The book also does something that many in the healthcare field still fail to do. It differentiates antisocial personality disorder proper from antisocial behavior. The latter can come about in any kind of person if traumatic and/or chaotic relationships and experiences devastate the internalization of object relations, or if the general environment forces the release of sadistic behaviors in the presence of an otherwise healthy superego in order to survive. Thus, Kernberg attempts to explain why children and young men enter violent gangs, or why Nazi soldiers showed no outward sign of their sadistic acts in their daily functioning before or after the Holocaust. A therapist or physician cannot label every patient with the antisocial moniker who exhibits such behaviors, as the approach is different for various personalities and situations in which antisocial traits are exhibited. In regards to the variety of reasons and causes for the intrapsychic transformation of intrapsychic internalizations of "bad objects," Kernberg quotes Fairbairn here very poignantly:

"It is better to be a sinner in a world ruled by God than to live in a world ruled by the Devil..."

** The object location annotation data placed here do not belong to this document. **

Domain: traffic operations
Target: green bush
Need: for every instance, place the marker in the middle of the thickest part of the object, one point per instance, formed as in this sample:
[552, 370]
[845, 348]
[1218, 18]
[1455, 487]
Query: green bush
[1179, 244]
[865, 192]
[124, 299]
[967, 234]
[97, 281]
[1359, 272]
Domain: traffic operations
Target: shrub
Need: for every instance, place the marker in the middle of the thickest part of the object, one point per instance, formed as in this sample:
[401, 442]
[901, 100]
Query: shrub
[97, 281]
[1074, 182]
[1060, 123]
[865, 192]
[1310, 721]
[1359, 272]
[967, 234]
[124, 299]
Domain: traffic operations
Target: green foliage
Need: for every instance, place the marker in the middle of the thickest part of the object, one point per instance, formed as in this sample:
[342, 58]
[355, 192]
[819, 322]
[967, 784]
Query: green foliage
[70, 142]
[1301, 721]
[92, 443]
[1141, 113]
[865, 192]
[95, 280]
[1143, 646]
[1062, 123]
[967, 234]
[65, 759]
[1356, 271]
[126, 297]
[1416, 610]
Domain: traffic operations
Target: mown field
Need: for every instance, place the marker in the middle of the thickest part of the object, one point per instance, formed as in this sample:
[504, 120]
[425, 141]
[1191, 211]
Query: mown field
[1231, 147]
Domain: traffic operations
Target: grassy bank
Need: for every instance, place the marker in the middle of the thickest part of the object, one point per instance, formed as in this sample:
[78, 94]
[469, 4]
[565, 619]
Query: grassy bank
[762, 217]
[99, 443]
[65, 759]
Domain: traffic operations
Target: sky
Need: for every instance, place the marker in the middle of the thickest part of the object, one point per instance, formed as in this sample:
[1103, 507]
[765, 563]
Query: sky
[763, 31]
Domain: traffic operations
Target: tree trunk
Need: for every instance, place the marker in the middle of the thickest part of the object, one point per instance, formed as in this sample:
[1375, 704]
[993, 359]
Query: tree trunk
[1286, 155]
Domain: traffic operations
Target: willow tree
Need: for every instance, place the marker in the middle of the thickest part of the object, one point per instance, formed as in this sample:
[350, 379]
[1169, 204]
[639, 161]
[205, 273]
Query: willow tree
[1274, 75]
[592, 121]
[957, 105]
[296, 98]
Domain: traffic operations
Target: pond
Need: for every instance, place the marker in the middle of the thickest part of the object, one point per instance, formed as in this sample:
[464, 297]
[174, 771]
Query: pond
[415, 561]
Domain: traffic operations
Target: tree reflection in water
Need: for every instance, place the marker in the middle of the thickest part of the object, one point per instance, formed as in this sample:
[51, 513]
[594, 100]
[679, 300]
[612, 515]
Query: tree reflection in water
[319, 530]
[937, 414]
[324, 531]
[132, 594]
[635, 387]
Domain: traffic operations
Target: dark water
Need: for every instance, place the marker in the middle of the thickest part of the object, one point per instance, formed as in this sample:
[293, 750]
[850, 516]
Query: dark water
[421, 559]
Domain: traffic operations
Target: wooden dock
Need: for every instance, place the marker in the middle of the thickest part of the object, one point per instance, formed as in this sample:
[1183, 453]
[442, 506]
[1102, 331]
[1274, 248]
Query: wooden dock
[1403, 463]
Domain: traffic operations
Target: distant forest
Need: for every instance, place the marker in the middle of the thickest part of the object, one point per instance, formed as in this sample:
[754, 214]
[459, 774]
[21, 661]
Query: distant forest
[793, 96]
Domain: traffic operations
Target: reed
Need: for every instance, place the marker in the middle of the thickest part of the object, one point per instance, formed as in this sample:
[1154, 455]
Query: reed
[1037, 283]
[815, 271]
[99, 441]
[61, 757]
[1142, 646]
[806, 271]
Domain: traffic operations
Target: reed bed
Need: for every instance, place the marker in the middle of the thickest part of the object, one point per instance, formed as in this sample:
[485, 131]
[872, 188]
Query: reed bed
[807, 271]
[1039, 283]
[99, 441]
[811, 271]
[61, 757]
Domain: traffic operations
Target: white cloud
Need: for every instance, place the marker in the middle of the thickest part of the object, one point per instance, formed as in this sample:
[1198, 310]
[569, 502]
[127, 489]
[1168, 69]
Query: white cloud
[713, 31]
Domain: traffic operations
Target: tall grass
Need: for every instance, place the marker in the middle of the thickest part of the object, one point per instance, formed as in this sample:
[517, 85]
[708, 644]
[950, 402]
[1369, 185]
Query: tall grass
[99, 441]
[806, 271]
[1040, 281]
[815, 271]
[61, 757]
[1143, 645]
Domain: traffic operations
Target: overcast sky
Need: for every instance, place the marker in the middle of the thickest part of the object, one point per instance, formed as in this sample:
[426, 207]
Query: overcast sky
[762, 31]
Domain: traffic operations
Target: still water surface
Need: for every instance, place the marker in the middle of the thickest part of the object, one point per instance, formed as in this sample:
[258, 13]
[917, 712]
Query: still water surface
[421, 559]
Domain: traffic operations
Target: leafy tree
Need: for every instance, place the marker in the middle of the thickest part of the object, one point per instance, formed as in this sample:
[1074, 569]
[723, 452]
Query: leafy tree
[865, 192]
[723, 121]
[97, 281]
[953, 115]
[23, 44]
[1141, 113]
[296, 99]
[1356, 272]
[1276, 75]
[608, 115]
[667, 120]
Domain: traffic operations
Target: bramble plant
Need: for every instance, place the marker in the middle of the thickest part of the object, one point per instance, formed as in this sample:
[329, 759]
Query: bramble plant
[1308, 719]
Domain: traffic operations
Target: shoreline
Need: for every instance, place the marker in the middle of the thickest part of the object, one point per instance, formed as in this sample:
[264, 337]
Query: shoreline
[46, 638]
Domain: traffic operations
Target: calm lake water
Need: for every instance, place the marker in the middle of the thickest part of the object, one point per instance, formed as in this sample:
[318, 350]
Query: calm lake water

Kernberg discusses many types of disordered personality that today you will not find in a DSM-5, such as "hysterical" personality as opposed to histrionic personality, and "malignant" narcissism as different from narcissistic personality disorder. I have found these descriptions of the various shades of gray between the official DSM diagnoses very helpful in my clinical practice through the years, and it often helps to retrospectively anticipate what types of formative experiences a patient may have had based on their presentation and also to anticipate what kinds of interpersonal problems the patient is having, even if the verbal information you get from the patient is confusing, vague, or disjointed. Speaking of the past, reconstructions of a patient's past is deemphasized in this work, as Kernberg encourages the therapist to focus on the patient's experience and functioning in the "here-and-now." Helping the patient be aware of the meaning of their behaviors in the transference via interpretations by the therapist helps unlock the unconscious past. This awareness helps the patient consciously shift the nature of their object relations activated in the transference in order to have lasting changes in how they relate to others outside of the therapy sessions.

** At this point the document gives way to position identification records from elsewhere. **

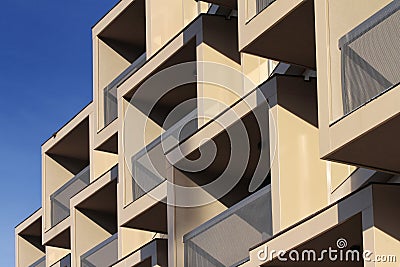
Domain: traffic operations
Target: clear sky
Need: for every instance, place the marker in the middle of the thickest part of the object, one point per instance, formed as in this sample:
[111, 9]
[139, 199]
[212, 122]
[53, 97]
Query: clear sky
[45, 79]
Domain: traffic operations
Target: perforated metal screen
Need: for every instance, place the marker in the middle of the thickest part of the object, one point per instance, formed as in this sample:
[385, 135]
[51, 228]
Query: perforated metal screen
[226, 239]
[371, 57]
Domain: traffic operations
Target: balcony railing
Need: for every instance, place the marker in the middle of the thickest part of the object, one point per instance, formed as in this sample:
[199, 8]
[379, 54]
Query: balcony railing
[254, 7]
[149, 165]
[103, 255]
[110, 92]
[225, 240]
[370, 58]
[60, 199]
[39, 263]
[64, 262]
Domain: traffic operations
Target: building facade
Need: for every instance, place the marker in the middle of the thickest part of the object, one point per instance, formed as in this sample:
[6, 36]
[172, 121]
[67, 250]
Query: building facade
[229, 133]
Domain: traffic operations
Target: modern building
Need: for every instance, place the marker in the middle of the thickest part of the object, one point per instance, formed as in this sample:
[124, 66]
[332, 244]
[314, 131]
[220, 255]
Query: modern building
[229, 133]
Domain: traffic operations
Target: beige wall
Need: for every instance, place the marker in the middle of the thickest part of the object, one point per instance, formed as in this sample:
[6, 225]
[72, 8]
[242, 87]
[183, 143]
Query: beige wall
[182, 220]
[298, 176]
[108, 64]
[54, 254]
[138, 139]
[333, 20]
[88, 234]
[161, 26]
[102, 162]
[26, 253]
[214, 98]
[55, 176]
[132, 239]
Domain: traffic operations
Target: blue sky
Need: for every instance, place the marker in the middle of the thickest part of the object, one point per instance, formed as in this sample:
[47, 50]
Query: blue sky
[45, 79]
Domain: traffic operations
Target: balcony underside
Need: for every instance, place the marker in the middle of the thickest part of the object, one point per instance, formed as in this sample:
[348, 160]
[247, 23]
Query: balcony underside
[101, 207]
[232, 4]
[152, 219]
[120, 36]
[374, 149]
[62, 240]
[154, 253]
[290, 40]
[360, 220]
[350, 230]
[33, 234]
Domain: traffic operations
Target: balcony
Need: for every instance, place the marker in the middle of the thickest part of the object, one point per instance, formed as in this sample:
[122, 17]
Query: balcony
[120, 49]
[110, 92]
[60, 199]
[64, 262]
[369, 55]
[254, 7]
[149, 166]
[361, 122]
[278, 30]
[103, 255]
[360, 220]
[154, 253]
[242, 226]
[39, 263]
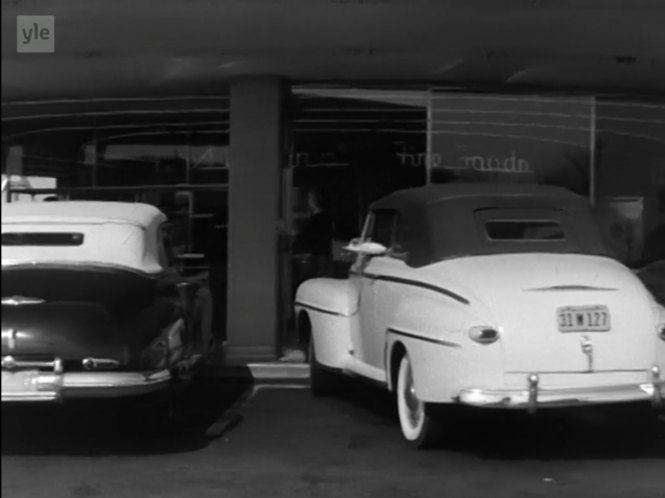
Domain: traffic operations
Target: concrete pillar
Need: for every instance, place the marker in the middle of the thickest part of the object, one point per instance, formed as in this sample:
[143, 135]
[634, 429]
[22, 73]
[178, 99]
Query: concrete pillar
[256, 152]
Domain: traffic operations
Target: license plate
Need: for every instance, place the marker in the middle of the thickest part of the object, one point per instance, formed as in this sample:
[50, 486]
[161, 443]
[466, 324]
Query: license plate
[583, 319]
[21, 381]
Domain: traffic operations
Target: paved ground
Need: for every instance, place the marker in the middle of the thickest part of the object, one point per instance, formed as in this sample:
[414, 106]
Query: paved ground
[288, 444]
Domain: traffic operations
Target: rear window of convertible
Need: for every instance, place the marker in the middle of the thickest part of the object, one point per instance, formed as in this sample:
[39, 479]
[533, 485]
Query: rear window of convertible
[41, 239]
[524, 230]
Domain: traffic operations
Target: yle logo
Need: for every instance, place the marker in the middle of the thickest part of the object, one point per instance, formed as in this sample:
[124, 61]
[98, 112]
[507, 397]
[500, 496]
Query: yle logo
[587, 349]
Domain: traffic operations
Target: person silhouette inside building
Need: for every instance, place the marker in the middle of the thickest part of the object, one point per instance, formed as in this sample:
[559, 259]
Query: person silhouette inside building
[315, 238]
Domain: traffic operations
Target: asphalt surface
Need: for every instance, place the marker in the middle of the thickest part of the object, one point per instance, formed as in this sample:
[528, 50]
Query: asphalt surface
[260, 441]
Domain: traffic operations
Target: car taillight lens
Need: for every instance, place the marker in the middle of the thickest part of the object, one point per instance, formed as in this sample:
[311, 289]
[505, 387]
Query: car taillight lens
[156, 355]
[484, 335]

I also really appreciated the discussion halfway through the book about how behavioral changes from psychoanalytic object-relation restructuring differs from behaviorally induced changes seen in supportive psychotherapy or cognitive-behavioral therapy. The psychoanalytic process lends itself to the spontaneous provision of new information by the patient during the exploration of the transference, while on the other hand, the patient lacks specific and individualized insights through compliance with direct instructions and assignments during behavioral modification techniques and other non-analytic therapies. Kernberg supplies several interesting clinical vignettes demonstrating this advantage, as he does for all insights he makes in this incredible volume.

Though this book is written for readers with advanced psychoanalytic backgrounds, I still strongly recommend anyone in the mental health field to study this work and absorb it into your practice, whether or not you have patients on the couch!